Not to be confused with Amanda Overton's graduate thesis project from University of Southern California, The Edge of Normal is about twenty-two year old Reeve LeClaire and her long and slow recovery process from being kidnapped and held captive as a teenager by a sadistic rapist. She changed her first name to keep her memories at bay. She's extremely sensitive to moods and behaviors in others. She works at a sushi restaurant, and is still seeing her therapist Dr. Ezra Lerner, but now it's down to once a week. Reeve is slowly, very slowly, getting her life back together. She's still skittish on the streets, especially if any man, no matter how un-threatening, is nearby, and this is where Norton first falls down because I don't see that there's any credible way for the nervous wreck which Reeve is at the very start of this novel to morph into the person she is at the end in so short a time.

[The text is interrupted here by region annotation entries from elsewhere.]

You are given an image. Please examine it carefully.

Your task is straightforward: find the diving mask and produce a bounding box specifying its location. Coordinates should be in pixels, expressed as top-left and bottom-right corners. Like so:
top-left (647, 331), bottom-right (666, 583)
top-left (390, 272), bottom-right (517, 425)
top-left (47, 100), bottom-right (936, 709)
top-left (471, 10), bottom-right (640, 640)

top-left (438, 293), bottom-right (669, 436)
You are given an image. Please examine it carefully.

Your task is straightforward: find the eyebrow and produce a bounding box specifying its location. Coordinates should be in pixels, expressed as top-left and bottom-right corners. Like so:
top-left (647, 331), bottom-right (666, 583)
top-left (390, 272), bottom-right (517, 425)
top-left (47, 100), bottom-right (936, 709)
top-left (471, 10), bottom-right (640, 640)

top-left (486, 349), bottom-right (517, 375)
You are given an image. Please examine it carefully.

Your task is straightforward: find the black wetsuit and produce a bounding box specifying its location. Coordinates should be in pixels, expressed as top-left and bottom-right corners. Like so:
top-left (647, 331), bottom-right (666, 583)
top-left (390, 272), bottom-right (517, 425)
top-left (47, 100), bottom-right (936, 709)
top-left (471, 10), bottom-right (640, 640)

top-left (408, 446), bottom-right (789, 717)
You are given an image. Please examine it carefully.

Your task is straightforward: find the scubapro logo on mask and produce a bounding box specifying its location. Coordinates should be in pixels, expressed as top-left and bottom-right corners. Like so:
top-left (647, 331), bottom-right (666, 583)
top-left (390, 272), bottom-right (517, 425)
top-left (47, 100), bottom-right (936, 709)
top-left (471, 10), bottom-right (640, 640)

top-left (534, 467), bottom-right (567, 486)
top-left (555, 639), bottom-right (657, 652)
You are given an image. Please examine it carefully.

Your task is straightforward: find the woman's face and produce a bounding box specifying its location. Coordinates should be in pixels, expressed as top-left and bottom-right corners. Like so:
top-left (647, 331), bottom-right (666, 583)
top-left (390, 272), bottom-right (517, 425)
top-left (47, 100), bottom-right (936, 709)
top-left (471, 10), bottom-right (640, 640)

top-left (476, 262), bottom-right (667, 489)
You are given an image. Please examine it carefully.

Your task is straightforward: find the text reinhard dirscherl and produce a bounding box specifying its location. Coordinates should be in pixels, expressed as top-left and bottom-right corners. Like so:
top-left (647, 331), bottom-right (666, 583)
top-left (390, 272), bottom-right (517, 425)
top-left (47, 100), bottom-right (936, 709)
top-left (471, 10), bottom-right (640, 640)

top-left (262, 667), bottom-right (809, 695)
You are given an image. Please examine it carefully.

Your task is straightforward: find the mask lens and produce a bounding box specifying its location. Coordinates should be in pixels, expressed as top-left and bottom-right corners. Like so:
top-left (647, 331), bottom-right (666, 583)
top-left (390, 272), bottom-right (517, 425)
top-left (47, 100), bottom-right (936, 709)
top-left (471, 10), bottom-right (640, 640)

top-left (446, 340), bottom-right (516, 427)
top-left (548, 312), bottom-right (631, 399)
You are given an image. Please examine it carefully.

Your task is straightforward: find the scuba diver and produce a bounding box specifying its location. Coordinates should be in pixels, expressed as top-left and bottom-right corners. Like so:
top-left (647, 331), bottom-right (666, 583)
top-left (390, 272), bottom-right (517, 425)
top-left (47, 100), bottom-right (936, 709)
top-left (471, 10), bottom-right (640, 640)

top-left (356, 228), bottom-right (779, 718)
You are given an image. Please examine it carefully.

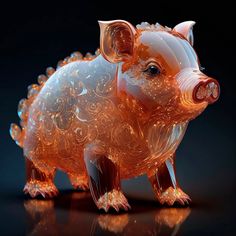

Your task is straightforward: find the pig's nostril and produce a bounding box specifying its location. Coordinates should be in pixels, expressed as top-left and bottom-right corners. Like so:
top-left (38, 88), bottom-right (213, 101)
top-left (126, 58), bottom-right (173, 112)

top-left (195, 85), bottom-right (207, 100)
top-left (193, 79), bottom-right (219, 103)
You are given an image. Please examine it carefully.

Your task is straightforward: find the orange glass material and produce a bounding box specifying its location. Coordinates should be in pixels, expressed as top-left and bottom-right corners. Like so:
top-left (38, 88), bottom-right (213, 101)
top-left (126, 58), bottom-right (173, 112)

top-left (10, 20), bottom-right (219, 211)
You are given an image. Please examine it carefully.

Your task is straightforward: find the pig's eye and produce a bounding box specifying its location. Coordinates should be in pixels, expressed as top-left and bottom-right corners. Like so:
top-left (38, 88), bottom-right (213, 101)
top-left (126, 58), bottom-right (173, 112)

top-left (144, 65), bottom-right (161, 76)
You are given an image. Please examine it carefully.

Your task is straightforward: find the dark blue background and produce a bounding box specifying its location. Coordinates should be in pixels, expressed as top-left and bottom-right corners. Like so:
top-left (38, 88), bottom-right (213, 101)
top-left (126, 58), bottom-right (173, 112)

top-left (0, 0), bottom-right (236, 235)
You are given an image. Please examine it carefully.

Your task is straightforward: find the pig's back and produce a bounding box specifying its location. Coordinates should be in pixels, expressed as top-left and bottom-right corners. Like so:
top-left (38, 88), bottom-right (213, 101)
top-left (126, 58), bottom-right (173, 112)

top-left (24, 57), bottom-right (115, 172)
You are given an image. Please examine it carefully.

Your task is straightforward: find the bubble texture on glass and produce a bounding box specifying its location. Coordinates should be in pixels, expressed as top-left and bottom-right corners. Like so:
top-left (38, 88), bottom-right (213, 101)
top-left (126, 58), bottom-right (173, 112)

top-left (10, 20), bottom-right (219, 211)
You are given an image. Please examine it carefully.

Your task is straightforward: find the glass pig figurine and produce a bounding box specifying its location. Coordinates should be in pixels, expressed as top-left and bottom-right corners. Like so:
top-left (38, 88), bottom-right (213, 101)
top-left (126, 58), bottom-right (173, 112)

top-left (10, 20), bottom-right (219, 211)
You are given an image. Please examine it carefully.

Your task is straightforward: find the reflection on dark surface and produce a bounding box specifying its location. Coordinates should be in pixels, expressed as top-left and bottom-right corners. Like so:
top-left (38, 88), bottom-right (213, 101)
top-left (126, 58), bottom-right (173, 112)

top-left (24, 192), bottom-right (191, 235)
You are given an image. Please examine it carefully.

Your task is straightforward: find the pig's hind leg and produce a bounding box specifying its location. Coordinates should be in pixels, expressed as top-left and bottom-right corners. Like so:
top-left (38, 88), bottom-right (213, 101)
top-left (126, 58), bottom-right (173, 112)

top-left (23, 158), bottom-right (58, 198)
top-left (149, 154), bottom-right (191, 206)
top-left (84, 143), bottom-right (130, 212)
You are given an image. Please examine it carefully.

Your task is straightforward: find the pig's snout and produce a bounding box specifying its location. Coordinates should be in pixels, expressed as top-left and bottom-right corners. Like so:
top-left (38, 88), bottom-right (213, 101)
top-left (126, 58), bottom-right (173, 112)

top-left (193, 78), bottom-right (220, 103)
top-left (177, 68), bottom-right (220, 106)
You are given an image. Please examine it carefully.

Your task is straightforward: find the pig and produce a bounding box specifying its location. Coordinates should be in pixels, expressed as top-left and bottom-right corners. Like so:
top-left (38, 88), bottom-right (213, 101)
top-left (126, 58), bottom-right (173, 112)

top-left (10, 20), bottom-right (220, 212)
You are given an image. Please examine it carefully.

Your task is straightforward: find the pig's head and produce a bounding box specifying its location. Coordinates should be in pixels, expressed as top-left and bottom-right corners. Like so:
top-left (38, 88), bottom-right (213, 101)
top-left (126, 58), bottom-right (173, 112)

top-left (99, 20), bottom-right (219, 122)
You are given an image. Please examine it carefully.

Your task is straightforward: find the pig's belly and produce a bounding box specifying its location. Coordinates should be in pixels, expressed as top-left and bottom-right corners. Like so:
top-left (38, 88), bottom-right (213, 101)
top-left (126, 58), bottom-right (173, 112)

top-left (121, 123), bottom-right (187, 179)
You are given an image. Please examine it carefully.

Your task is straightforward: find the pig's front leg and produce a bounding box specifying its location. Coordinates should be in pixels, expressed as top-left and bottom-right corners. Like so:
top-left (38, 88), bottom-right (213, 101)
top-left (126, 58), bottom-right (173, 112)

top-left (149, 154), bottom-right (191, 206)
top-left (84, 142), bottom-right (130, 212)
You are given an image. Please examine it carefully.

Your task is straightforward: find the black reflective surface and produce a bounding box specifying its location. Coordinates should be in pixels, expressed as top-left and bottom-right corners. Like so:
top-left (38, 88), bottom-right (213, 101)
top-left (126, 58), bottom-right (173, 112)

top-left (1, 178), bottom-right (236, 235)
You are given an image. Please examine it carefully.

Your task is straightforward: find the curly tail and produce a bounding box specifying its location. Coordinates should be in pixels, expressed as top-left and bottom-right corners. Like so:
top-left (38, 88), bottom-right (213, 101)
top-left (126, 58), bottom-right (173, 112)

top-left (10, 49), bottom-right (100, 148)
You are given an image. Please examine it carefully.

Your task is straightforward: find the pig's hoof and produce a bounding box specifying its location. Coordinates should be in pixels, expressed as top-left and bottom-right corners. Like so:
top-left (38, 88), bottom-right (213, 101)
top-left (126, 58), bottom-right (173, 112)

top-left (157, 187), bottom-right (191, 206)
top-left (69, 175), bottom-right (89, 191)
top-left (96, 189), bottom-right (131, 212)
top-left (23, 180), bottom-right (58, 198)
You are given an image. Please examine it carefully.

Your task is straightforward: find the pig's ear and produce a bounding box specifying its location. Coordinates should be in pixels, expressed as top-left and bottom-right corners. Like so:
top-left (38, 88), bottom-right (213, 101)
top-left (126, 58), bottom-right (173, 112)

top-left (174, 21), bottom-right (196, 46)
top-left (98, 20), bottom-right (136, 63)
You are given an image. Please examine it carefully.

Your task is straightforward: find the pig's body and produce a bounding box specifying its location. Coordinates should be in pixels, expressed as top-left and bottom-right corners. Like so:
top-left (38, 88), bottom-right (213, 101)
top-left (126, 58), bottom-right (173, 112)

top-left (24, 55), bottom-right (187, 178)
top-left (10, 20), bottom-right (219, 211)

For example, when Reeve hears on the news (something she carefully avoids normally) that another young girl, Tilly, has fortuitously escaped from the clutches of a similar sadist, she almost has a complete breakdown. How does she recover from something like that to what she was at the end? I'm not saying it's impossible for a person to do it, just that it within the framework of what Norton presents to a reader, it didn't strike me as credible, and once you've lost your suspension of disbelief as a writer, it can be hard to effectively recover it.

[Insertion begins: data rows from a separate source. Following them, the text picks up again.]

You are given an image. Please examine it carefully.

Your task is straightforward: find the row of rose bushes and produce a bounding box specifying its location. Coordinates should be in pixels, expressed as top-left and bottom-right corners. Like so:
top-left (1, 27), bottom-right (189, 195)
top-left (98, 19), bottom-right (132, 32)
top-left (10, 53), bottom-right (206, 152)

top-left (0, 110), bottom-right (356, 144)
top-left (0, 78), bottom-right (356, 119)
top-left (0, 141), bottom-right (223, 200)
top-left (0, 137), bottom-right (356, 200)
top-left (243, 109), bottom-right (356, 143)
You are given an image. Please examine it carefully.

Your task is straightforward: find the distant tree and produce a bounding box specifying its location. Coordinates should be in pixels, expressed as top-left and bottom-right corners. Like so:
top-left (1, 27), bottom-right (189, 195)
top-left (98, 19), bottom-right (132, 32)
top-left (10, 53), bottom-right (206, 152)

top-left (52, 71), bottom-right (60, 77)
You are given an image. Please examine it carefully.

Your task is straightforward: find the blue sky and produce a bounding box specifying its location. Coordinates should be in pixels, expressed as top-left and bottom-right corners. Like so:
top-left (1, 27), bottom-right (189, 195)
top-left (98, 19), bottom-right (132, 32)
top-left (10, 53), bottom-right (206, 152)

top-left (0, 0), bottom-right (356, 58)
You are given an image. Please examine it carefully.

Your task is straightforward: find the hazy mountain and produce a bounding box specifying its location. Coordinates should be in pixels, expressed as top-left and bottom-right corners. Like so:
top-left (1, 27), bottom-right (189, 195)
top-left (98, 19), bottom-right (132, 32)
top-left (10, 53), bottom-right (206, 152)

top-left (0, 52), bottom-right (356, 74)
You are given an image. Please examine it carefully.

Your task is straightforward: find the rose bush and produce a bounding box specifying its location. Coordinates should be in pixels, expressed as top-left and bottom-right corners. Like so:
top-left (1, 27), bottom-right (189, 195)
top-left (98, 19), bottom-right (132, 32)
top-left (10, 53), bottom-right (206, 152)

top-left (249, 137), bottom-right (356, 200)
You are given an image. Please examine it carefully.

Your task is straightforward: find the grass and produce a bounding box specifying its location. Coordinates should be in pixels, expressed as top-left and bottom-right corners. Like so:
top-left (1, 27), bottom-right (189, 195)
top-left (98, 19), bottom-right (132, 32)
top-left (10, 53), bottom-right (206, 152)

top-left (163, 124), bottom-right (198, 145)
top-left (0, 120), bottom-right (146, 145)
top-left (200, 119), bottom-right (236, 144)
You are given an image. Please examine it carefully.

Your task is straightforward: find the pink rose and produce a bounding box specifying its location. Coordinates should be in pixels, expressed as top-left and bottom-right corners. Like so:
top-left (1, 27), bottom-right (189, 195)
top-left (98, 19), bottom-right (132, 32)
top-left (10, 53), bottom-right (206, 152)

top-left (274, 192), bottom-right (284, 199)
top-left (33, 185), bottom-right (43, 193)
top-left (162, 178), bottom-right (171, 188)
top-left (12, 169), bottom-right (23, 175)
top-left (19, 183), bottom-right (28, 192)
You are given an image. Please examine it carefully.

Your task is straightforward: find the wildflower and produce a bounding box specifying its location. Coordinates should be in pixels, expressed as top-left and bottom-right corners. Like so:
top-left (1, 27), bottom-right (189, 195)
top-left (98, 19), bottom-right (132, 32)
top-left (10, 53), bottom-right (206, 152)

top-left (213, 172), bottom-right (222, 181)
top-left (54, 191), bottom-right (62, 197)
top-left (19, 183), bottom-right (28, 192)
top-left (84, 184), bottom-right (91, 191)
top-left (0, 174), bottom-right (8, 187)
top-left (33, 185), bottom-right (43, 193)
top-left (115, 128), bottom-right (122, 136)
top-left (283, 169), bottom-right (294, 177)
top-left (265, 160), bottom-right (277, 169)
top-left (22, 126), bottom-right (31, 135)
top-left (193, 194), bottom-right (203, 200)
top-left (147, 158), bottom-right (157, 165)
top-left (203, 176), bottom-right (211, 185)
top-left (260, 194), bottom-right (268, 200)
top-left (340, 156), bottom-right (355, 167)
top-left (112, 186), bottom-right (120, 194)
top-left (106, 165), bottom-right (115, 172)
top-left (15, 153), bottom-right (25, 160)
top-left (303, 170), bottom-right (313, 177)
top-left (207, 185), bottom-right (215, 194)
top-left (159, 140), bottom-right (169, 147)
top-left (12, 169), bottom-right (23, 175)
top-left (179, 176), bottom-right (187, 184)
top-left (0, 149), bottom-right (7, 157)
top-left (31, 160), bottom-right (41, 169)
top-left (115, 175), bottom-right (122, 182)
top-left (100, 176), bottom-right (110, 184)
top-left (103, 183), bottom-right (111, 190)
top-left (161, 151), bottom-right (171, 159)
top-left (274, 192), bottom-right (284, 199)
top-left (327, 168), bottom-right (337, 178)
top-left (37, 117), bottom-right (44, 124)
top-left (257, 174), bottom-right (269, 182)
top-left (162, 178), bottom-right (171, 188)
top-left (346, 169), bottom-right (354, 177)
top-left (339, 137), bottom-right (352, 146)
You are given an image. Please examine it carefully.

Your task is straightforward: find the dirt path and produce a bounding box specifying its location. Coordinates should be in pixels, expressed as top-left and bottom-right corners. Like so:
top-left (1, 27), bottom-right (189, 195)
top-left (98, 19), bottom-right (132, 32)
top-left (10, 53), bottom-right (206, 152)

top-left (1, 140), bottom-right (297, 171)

The last thing Reeve expects is a call from her own therapist - asking for her help with Tilly, the escapee. He wants her to be a sort of "big sister" as Tilly begins to embark upon her own recovery. Reeve is convinced that not only can she not do this, but that she's the very last person Tilly needs in her life right now, except that you and I both know she's going to do this, and in doing so is going to come out of her brittle shell in the process, don't we now?! I guessed that she'd go for it right after her family Thanksgiving long weekend - and I guessed right! Frankly it wasn't much of a guess - it;s pretty obvious and trope-ish.

Once Reeve starts getting to know the family, she's drawn more and more into a relationship with them and starts coming out of her shell as she gets to know Tilly and her family, but what none of them know that the guy who was caught and is being tried for Tilly's kidnapping is nothing more than a pawn in the hands of the real villain here, a bad cop named Duke, who hires minions to carry out his kidnap plans and to hold the victims hostage so that he can visit whenever he likes and take advantage of his sex slave children. Duke has the Cavanaugh's home bugged since he was on the team which first responded after the kidnapping. He can hear their every word and has threatened Tilly, when she was still under his control with the death of her family if she blabs anything. Duke also has a habit of killing off his minions, but he would never hurt a child that way! Believable? Not.

Norton seems to me to enjoy describing Duke's fantasies and his evil far too much, which is why it's no spoiler to reveal his identity or what he's doing. I routinely skipped his chapters because they were so profoundly boring and self-indulgent. The novel's chapters were short, but unfortunately, this failed to translate to a short novel, which is what was sorely needed here. Norton definitely doesn't believe in showing - she believes in telling in a much lethargic detail as she can cram into the book. Like I said, this has that 'first novel' feel to it and I'm quite surprised that Norton's editor allowed her to get away with such amateur writing. I started out liking this but it rapidly became warty.